[PPC] Boot problems after the pci-v6.18-changes

Herve Codina herve.codina at bootlin.com
Wed Oct 15 19:13:04 AEDT 2025


Hi All,

On Sat, 11 Oct 2025 08:11:42 -0700
Manivannan Sadhasivam <mani at kernel.org> wrote:

> On Sat, Oct 11, 2025 at 07:25:26AM +0200, Lukas Wunner wrote:
> > [cc += Mani]
> > 
> > On Sat, Oct 11, 2025 at 07:12:49AM +0200, Christian Zigotzky wrote:  
> > > On 09 October 2025 at 07:37 am, Lukas Wunner wrote:  
> > > > On Thu, Oct 09, 2025 at 06:54:58AM +0200, Christian Zigotzky wrote:  
> > > > > On 08 October 2025 at 09:51 pm, Bjorn Helgaas wrote:  
> > > > > > On Wed, Oct 08, 2025 at 06:35:42PM +0200, Christian Zigotzky wrote:  
> > > > > > > Our PPC boards [1] have boot problems since the pci-v6.18-changes. [2]
> > > > > > > 
> > > > > > > Without the pci-v6.18-changes, the PPC boards boot without any problems.
> > > > > > > 
> > > > > > > Boot log with error messages:
> > > > > > > https://github.com/user-attachments/files/22782016/Kernel_6.18_with_PCI_changes.log
> > > > > > > 
> > > > > > > Further information: https://github.com/chzigotzky/kernels/issues/17  
> > > > > > Do you happen to have a similar log from a recent working kernel,
> > > > > > e.g., v6.17, that we could compare with?  
> > > > > Thanks for your answer.
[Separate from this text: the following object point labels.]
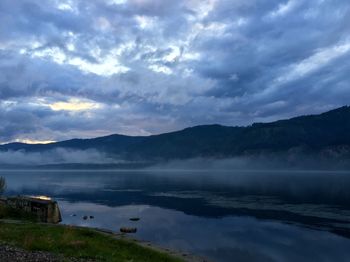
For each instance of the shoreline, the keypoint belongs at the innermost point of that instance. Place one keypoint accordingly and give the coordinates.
(183, 256)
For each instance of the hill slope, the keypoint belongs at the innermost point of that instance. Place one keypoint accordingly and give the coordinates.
(327, 133)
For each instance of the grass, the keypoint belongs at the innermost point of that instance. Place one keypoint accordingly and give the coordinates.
(77, 242)
(12, 213)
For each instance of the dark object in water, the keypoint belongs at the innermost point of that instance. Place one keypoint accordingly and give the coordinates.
(45, 208)
(128, 229)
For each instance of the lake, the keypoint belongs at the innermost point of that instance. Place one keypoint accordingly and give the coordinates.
(219, 215)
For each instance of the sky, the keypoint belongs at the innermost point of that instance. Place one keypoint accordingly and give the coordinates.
(77, 68)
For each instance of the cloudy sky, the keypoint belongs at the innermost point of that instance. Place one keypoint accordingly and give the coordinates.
(77, 68)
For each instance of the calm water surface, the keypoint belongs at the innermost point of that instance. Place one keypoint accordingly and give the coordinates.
(223, 216)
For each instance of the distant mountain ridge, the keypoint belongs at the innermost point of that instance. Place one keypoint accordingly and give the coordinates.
(326, 134)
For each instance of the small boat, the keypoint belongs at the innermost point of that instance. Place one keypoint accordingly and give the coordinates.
(128, 229)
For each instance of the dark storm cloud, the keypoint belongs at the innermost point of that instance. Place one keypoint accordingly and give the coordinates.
(86, 68)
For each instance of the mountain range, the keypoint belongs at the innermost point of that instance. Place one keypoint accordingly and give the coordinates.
(326, 135)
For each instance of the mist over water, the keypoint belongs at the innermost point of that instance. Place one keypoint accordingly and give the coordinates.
(246, 215)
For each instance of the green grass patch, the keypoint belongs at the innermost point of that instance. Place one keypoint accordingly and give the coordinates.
(77, 242)
(16, 214)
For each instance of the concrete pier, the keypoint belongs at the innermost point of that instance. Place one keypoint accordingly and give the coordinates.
(46, 209)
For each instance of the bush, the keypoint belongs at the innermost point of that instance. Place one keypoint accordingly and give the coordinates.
(2, 185)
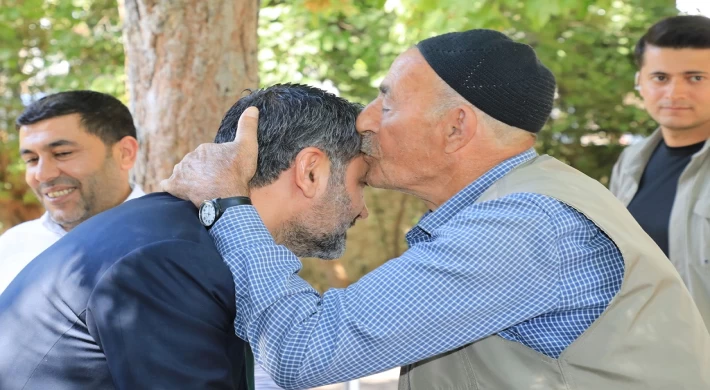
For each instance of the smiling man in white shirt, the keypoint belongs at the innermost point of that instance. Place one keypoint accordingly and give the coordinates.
(78, 148)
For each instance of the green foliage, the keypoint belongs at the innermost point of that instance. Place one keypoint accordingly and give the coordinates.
(348, 45)
(588, 44)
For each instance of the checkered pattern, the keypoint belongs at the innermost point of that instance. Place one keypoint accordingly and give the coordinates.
(525, 267)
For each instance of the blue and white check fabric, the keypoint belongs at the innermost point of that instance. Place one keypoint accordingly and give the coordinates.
(525, 267)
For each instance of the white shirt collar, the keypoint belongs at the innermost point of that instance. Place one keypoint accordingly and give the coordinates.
(55, 228)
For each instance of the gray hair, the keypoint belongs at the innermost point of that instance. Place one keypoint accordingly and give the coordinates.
(293, 117)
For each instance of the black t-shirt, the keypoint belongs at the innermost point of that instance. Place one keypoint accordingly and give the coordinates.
(652, 204)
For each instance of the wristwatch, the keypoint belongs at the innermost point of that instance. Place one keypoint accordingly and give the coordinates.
(211, 210)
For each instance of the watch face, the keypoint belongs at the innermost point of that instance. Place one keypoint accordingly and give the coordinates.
(207, 213)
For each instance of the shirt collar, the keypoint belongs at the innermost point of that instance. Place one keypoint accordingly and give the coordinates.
(55, 228)
(469, 194)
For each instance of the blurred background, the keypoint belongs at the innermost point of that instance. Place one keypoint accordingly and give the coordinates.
(156, 55)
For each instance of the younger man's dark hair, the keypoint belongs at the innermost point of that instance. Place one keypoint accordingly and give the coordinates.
(677, 32)
(293, 117)
(101, 115)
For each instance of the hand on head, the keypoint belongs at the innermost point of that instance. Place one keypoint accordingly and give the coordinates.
(218, 170)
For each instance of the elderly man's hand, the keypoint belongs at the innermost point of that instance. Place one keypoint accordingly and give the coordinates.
(218, 170)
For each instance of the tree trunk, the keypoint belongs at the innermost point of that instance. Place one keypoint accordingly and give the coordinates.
(187, 62)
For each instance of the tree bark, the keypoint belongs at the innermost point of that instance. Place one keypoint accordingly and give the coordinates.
(187, 62)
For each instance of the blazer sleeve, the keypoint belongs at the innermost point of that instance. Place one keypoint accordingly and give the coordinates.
(161, 317)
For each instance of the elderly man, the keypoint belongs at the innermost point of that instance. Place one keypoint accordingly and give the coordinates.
(78, 148)
(524, 274)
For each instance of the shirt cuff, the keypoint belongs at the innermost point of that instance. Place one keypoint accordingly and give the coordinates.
(240, 227)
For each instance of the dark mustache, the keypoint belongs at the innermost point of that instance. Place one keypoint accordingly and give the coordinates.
(62, 180)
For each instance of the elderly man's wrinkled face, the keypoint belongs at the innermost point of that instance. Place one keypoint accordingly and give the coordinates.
(321, 231)
(398, 128)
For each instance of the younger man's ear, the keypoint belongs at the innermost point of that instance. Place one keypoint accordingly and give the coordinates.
(312, 171)
(126, 152)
Here is a similar log from the kernel 6.17.0:
> > > > > https://github.com/user-attachments/files/22789946/Kernel_6.17.0_Cyrus_Plus_board_P5040.log  
> > > > These lines are added in v6.18:
> > > > 
> > > >    pci 0000:01:00.0: ASPM: DT platform, enabling L0s-up L0s-dw L1 ASPM-L1.1 ASPM-L1.2 PCI-PM-L1.1 PCI-PM-L1.2
> > > >    pci 0000:01:00.0: ASPM: DT platform, enabling ClockPM
> > > >    pci 0001:01:00.0: ASPM: DT platform, enabling L0s-up L0s-dw L1 ASPM-L1.1 ASPM-L1.2 PCI-PM-L1.1 PCI-PM-L1.2
> > > >    pci 0001:01:00.0: ASPM: DT platform, enabling ClockPM
> > > >    pci 0001:03:00.0: ASPM: DT platform, enabling L0s-up L0s-dw L1 ASPM-L1.1 ASPM-L1.2 PCI-PM-L1.1 PCI-PM-L1.2
> > > >    pci 0001:03:00.0: ASPM: DT platform, enabling ClockPM
> > > > 
> > > > Possible candidate:
> > > > 
> > > > f3ac2ff14834 ("PCI/ASPM: Enable all ClockPM and ASPM states for devicetree platforms")  
> > > 
> > > After reverting the commit f3ac2ff14834, the kernel boots without any
> > > problems.
> > > 
> > > f3ac2ff14834 ("PCI/ASPM: Enable all ClockPM and ASPM states for devicetree
> > > platforms") is the bad commit.  
> > 
> > Hi Mani, your commit f3ac2ff14834 is causing a regression on certain
> > powerpc machines.  Any ideas?
> >   
> 
> Hi Lukas,
> 
> Thanks for looping me in. The referenced commit forcefully enables ASPM on all
> DT platforms as we decided to bite the bullet finally.
> 
> Looks like the device (0000:01:00.0) doesn't play nice with ASPM even though it
> advertises ASPM capability.
> 
> Christian, could you please test the below change and see if it fixes the issue?
> 
> diff --git a/drivers/pci/quirks.c b/drivers/pci/quirks.c
> index 214ed060ca1b..e006b0560b39 100644
> --- a/drivers/pci/quirks.c
> +++ b/drivers/pci/quirks.c
> @@ -2525,6 +2525,15 @@ static void quirk_disable_aspm_l0s_l1(struct pci_dev *dev)
>   */
>  DECLARE_PCI_FIXUP_FINAL(PCI_VENDOR_ID_ASMEDIA, 0x1080, quirk_disable_aspm_l0s_l1);
>  
> +
> +static void quirk_disable_aspm_all(struct pci_dev *dev)
> +{
> +       pci_info(dev, "Disabling ASPM\n");
> +       pci_disable_link_state(dev, PCIE_LINK_STATE_ALL);
> +}
> +
> +DECLARE_PCI_FIXUP_FINAL(PCI_VENDOR_ID_ATI, 0x6738, quirk_disable_aspm_all);
> +
>  /*
>   * Some Pericom PCIe-to-PCI bridges in reverse mode need the PCIe Retrain
>   * Link bit cleared after starting the link retrain process to allow this
> 
> 
> Going forward, we should be quirking the devices if they behave erratically.
> 
> - Mani
> 

I also observed issues with the commit f3ac2ff14834 ("PCI/ASPM: Enable all
ClockPM and ASPM states for devicetree platforms")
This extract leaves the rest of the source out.